The project will partner with BPPN to conduct a preliminary, randomized trial of the SMC this year.

Despina Stratigakos.

Despina Stratigakos, professor in the School of Architecture and Planning, is a writer and historian whose research explores how power and ideology function in architecture. She looks for stories that shake up our ideas of the past and our relationship to it. In the classroom, she aims to “make everyone detectives and discover pieces of a puzzle we didn’t know existed.”

The author of four books about issues of power, diversity and gender in architecture, Stratigakos will use the Gender Institute grant funding to support her newest project: a biography of Ella Briggs, an artist, designer and architect. Stratigakos is one of 15 historian-detectives based in four countries who are working together to research and write the biography of this “shadowy figure” who practiced in Vienna, New York, Berlin and London during the early 20th century.

“Briggs was a mysterious figure I encountered long ago, while researching my dissertation on pioneering women architects,” Stratigakos says. “I never forgot about her and, even years later, yearned to know more about her life and work. As it turns out, there were others just as curious as I was.”

Since Briggs practiced in numerous cities across the globe, a team approach was needed for the project, she notes. “We banded together to write the biography as a team, with contributors in many different locations.”

The grant will support the collaborative dimensions of the biography project — the team is hiring a writing coach to guide their efforts. Stratigakos plans to submit the biography later this year to Princeton University Press for publication.

Gwynn Thomas.

Gwynn Thomas, associate professor in the Department of Global Gender and Sexuality Studies, focuses her research on gender politics, feminist movements and women’s political leadership and participation. The grant from the Gender Institute will be used to complete in-country field research for a new manuscript, “Feminist Activism, Right-Wing Populism and the Struggle for Democracy in Latin America.” In this work, Thomas examines the relationships between the growth of vibrant feminist movements and the rise of a new form of right-wing politics in Chile and across Latin America over the past 20 years. 

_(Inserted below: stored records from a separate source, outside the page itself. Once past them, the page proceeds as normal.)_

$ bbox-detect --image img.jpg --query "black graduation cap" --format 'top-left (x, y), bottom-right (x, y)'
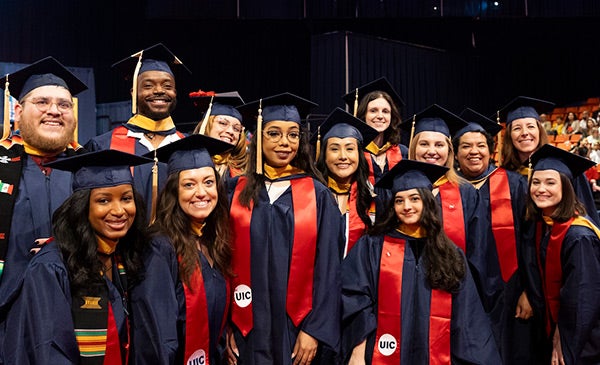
top-left (342, 77), bottom-right (406, 114)
top-left (46, 150), bottom-right (152, 191)
top-left (530, 144), bottom-right (596, 180)
top-left (238, 92), bottom-right (318, 129)
top-left (0, 57), bottom-right (87, 100)
top-left (400, 104), bottom-right (467, 140)
top-left (310, 108), bottom-right (379, 147)
top-left (144, 134), bottom-right (233, 175)
top-left (498, 96), bottom-right (554, 126)
top-left (453, 108), bottom-right (502, 138)
top-left (190, 91), bottom-right (244, 134)
top-left (375, 159), bottom-right (448, 194)
top-left (111, 43), bottom-right (192, 114)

Her current project is based on research she began in Chile in 2005 with the election of Michelle Bachelet, the country’s first female president. Thomas has studied how feminist activists and movements have been at the forefront of attempts to deepen democratic practices, strengthen women’s rights and equality, and confront broader social injustice. However, these movements have increasingly become the target of a new form of right-wing populism that is gaining ascendancy across Latin America, a populism rooted in a form of aggrieved hypermasculinity rooted in misogyny and homophobia, Thomas says. Her research will trace how these two opposing political movements and their interactions are shaping the current struggles over democracy, social justice and equality.  

Applications for the spring 2024 funding cycle for the Gender Institute’s Faculty Research Grants opens on March 4.